Marine mammals are mammals that are reliant on marine resources for at least some part of their lives, and is a term generally used to encompass a variety of carnivores including polar bears, sea otters, seals, sealions and walruses ("pinnipeds"), and whales, dolphins, and porpoise ("cetaceans"). The cetacean group includes the toothed species (odontocetes) which have rows of peg-like teeth and prey on fairly large marine animals like fishes and squid, and the baleen whales (balaenopterids) that have baleen plates that they use like a sieve to scoop up smaller zooplankton (e.g., krill) and fishes.

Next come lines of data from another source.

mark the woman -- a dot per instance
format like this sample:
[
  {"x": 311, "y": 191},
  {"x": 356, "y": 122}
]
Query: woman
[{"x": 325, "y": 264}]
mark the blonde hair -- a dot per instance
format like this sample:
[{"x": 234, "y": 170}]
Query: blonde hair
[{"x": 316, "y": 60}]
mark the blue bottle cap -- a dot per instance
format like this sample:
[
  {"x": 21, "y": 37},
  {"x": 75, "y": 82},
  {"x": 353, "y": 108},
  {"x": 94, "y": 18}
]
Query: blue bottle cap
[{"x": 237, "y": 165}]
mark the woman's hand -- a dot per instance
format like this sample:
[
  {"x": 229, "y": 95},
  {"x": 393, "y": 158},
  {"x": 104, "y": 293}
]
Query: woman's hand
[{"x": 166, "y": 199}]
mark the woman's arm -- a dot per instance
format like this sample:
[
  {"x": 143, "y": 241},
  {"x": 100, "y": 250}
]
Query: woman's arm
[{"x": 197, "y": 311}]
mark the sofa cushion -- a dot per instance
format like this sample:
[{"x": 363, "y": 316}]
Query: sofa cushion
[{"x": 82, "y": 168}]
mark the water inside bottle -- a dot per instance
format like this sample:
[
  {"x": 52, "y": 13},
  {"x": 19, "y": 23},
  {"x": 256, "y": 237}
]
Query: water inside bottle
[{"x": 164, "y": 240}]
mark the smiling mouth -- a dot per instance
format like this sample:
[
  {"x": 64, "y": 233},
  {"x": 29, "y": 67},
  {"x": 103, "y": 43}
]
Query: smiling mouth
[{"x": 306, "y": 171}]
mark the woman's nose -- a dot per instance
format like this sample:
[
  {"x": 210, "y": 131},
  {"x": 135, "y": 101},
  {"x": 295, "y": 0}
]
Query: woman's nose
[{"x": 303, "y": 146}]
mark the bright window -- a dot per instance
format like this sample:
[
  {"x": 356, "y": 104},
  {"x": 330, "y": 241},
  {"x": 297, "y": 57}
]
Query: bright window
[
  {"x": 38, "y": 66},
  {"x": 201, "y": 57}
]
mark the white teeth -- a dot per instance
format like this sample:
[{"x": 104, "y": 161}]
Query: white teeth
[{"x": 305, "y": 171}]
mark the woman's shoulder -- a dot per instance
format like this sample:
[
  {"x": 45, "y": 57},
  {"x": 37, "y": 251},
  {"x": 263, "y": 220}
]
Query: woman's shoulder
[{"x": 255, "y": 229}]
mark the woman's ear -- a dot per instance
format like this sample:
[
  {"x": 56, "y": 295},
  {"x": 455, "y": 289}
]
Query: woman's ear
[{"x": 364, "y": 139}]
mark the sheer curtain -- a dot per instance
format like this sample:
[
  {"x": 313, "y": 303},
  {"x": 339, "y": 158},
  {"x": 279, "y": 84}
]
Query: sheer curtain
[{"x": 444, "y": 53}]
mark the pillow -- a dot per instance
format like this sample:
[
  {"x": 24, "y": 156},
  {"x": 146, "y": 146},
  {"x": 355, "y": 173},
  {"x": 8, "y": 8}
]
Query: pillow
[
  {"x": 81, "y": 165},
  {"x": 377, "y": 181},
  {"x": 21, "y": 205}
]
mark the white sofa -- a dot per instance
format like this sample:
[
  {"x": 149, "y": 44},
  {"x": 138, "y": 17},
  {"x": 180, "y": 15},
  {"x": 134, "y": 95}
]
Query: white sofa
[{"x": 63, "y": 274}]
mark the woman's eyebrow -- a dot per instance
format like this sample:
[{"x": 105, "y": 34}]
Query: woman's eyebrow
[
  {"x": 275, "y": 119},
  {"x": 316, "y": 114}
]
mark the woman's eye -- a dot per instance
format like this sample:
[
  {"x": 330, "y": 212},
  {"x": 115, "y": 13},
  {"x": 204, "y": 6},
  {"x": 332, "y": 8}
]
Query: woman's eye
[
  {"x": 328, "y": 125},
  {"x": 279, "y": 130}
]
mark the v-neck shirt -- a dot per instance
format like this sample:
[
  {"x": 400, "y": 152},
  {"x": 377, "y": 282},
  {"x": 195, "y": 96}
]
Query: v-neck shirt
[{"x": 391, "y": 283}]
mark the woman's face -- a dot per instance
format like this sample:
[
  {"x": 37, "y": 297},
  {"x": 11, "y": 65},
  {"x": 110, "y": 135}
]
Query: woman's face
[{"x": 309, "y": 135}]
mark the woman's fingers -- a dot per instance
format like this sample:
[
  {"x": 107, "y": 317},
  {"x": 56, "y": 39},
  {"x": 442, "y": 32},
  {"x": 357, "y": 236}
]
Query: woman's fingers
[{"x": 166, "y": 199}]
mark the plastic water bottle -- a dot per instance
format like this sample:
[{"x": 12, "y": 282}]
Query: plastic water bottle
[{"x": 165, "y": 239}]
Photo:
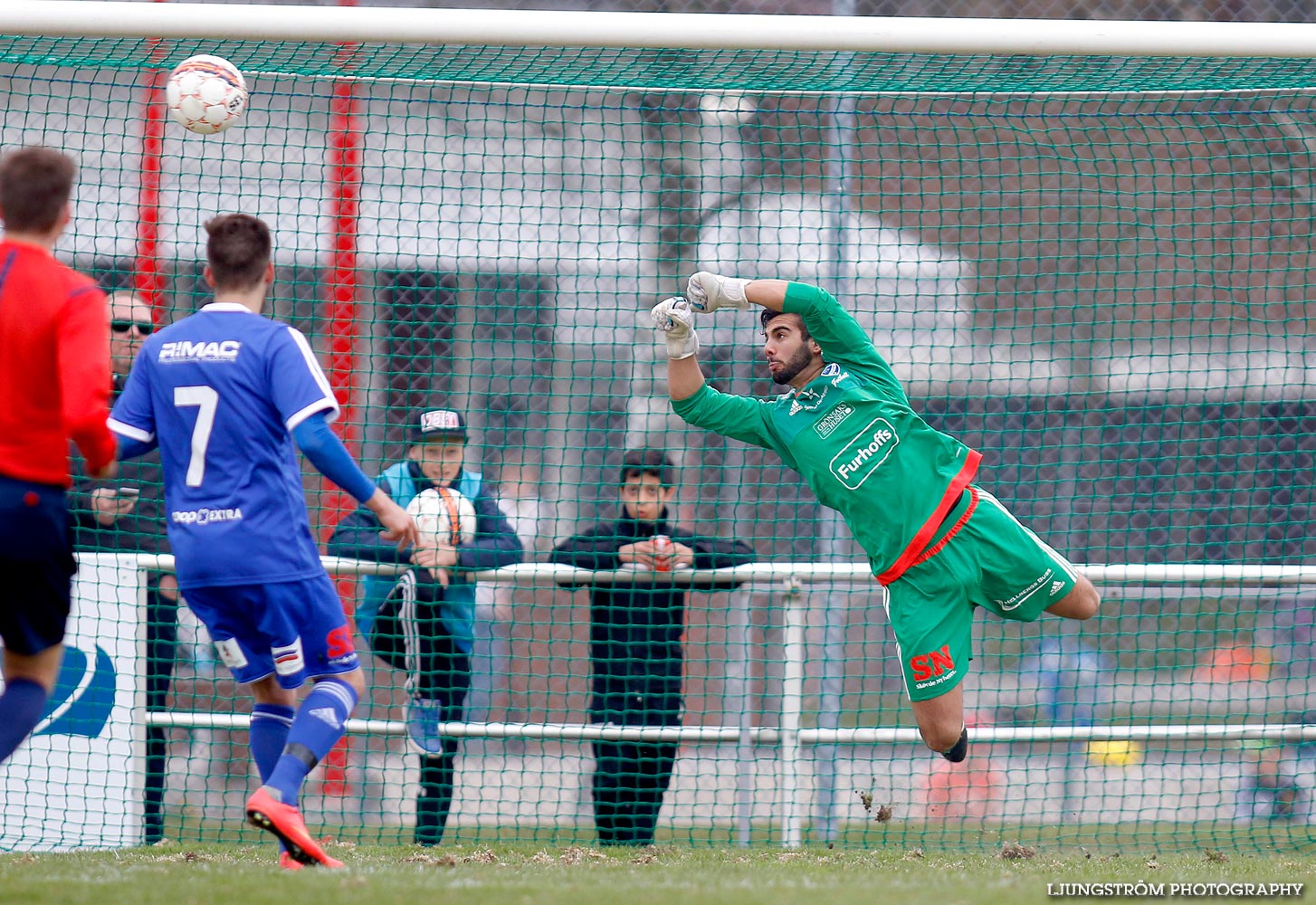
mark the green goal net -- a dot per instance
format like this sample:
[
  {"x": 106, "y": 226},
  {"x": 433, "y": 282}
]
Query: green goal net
[{"x": 1096, "y": 270}]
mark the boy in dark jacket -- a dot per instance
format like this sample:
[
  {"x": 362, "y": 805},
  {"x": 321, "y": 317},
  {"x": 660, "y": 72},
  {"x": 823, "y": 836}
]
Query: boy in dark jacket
[
  {"x": 423, "y": 621},
  {"x": 636, "y": 633}
]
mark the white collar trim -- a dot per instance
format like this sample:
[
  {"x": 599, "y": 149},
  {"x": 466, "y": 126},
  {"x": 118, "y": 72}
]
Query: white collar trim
[{"x": 228, "y": 305}]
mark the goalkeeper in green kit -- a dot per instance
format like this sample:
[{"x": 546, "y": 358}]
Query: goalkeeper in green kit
[{"x": 939, "y": 544}]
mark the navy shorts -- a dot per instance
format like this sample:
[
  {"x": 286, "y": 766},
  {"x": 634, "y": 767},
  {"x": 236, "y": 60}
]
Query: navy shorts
[
  {"x": 292, "y": 630},
  {"x": 37, "y": 565}
]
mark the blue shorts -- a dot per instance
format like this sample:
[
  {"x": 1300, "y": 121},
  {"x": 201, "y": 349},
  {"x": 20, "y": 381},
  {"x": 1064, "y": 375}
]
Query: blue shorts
[
  {"x": 37, "y": 565},
  {"x": 293, "y": 630}
]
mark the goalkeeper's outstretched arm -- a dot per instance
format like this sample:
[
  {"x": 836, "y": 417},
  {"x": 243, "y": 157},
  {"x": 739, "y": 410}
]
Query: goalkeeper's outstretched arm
[{"x": 675, "y": 319}]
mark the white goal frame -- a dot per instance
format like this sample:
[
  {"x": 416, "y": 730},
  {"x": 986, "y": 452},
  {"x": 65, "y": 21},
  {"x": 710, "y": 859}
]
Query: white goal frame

Goats are definitely not marine mammals in any traditional sense, but I'm giving the feral goats on Jura a special mention because the population there has adapted to rely heavily on seaweeds as part of their diet.
Large pelagic fishes are not seen from the surface very often (as you'd probably imagine), so they're included in this gallery for now until I eventually take enough photos to warrant giving them their own space, but don't be confused: dolphins and whales are certainly not fishes! There are a lot of ways to tell the difference, but if an animal is large (< 1m long), has a blowhole to breathe air, and swims by moving its tail (fluke) up and down then it's a mammal. The fishes that are large enough to be confused for a whale or dolphin all swim by moving their tails sideways.